The court is expected to issue a decision on Wednesday about the legality of the European Stability Mechanism, a permanent bailout fund that is the cornerstone of the eurozone's financial firewall. The court isn't expected to rule against the ESM, but it could attach conditions that would make it difficult for the fund to respond quickly to crises.

Conditions could also impact the bond-buying plan that ECB president Mario Drgahi outlined last week.

"This court ruling could complicate things enormously, but that's unlikely," said Brian Gendreau, market strategist with Cetera Financial Group. "Investors are likely to keep focusing on the ECB's plan as a roadmap, which it's been lacking for quite a while."

While the ruling has the potential to throw markets, investors will mostly be looking toward the Fed's two-day meeting that kicks off on Wednesday.

Going into the meeting, investors hope that the central bank will enact further stimulus measures is high. The Fed has said it "will act" if the economy merely stays the same, which a weak August jobs report last week seemed to suggest.

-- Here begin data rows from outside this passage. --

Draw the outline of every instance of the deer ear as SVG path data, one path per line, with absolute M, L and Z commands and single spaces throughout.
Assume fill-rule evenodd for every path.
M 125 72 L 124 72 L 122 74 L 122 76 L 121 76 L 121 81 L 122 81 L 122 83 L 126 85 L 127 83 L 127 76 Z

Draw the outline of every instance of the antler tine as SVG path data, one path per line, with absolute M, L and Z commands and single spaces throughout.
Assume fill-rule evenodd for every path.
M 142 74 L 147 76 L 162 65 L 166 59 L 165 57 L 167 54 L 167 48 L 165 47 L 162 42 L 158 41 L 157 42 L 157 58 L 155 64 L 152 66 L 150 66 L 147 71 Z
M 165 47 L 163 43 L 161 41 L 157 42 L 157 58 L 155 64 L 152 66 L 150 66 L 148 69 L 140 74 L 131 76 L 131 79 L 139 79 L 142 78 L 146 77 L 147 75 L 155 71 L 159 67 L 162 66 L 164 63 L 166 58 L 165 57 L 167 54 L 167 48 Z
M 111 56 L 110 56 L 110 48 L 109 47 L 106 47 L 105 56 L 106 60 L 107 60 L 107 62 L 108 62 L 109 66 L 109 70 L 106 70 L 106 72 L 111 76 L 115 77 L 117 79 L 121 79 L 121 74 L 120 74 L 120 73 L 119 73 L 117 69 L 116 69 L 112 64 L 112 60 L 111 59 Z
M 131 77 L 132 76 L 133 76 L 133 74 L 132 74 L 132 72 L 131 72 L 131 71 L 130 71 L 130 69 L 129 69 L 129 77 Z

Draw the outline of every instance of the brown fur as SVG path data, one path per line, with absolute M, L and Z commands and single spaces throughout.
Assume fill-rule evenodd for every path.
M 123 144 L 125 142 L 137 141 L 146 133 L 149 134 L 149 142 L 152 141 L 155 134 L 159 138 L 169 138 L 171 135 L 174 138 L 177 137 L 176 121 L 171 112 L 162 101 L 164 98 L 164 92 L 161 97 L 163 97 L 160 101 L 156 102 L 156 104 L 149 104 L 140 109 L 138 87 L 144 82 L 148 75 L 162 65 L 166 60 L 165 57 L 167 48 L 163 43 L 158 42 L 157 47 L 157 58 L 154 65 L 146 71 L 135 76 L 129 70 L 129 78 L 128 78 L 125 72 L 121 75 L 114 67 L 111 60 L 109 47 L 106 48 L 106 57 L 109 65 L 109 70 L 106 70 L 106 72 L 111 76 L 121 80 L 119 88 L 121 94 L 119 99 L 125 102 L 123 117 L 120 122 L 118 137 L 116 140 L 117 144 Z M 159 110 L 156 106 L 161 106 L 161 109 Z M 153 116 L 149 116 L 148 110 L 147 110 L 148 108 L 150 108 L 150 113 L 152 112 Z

"The labor report was more of the same," Gendreau said. "But it's going to increase the chances that the Fed is going to announce some sort of easing."

Ben Bernanke already raised expectations for action in a speech in Jackson Hole, Wyo., last month, saying that the stagnating job market is a "grave concern" causing "enormous suffering and waste of human talent" -- one of the strongest statements yet from the Fed chairman.

Related: Jobs report likely to force Bernanke's hand

Meanwhile, several reports due this week will give investors further insight into whether the economy needs more stimulus from the Fed, including wholesale inventories, the Treasury budget, industrial production, retail sales and consumer sentiment.

In company news, Apple (AAPL) is expected to unveil details about the iPhone 5 on Wednesday and Nintendo (NTDOF) is expected to reveal the release date of its new Wii U console on Thursday. The Wii U is an upgraded touchscreen version the company's original Wii, which it released in 2006.

U.S. stock markets ended the week prior with gains. The S&P 500 and Nasdaq rose more than 2%, logging the best weekly advance since early June. The Dow Jones industrial average rose 1.6%.